Wordpress blog updates - Seo plugin, template tutorial, logo design: The robots.txt file

The robots.txt file is a rule according to which the search engine will index your site. Where you want the file robots.txt? The record format and syntax, which supports the file robots.txt. How to use meta-tag «ROBOTS»? What non-standard methods of management by search engines exist? How to avoid gross errors in compiling the file robots.txt? Here is the list of issues raised by this article.

And so, here we go...

Appointment of a robots.txt file

The robots.txt file exists for a long time. Back in 1994, there is an agreement about its use. This is a plain text file containing instructions clear search engines.
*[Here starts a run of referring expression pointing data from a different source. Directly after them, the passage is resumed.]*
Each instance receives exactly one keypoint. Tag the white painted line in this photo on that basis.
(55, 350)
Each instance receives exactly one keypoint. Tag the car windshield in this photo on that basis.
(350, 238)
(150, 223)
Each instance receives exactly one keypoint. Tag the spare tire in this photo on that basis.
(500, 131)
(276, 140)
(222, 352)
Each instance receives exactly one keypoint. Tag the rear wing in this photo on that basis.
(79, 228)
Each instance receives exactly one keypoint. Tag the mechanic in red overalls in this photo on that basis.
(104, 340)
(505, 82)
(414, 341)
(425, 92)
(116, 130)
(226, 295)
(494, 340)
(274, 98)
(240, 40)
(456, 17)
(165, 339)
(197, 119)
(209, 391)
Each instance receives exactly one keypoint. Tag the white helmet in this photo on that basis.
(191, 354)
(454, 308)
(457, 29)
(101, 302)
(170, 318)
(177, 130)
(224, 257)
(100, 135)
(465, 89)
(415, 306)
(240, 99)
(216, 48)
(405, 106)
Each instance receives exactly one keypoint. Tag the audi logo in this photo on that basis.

For those who do not know:

Search robot is a software search engine to index the documents published on the Internet.
Indexing is the process of adding information about the site in the search engine database.
Indexing is necessary to quickly find the information you need on the Web search engine users: Google, Rambler, Yahoo, MSN, etc.

In fact the instructions given in the robots.txt file are generally reduced only to what to tell the search engine what files and directories site is not indexed, I.e. not to introduce into their database, Any site contains directories and files that do not contain useful information for network users. Their indexing can cause additional load on the server and even harm a site with rankings in the search results.

The robots.txt file blocks access to such robots directories and files than providing an invaluable service to all, usually do not index directories with scripts, such as «cgi-bin» and other software directories. Other directories and files that contain proprietary and other information are not intended to be indexed.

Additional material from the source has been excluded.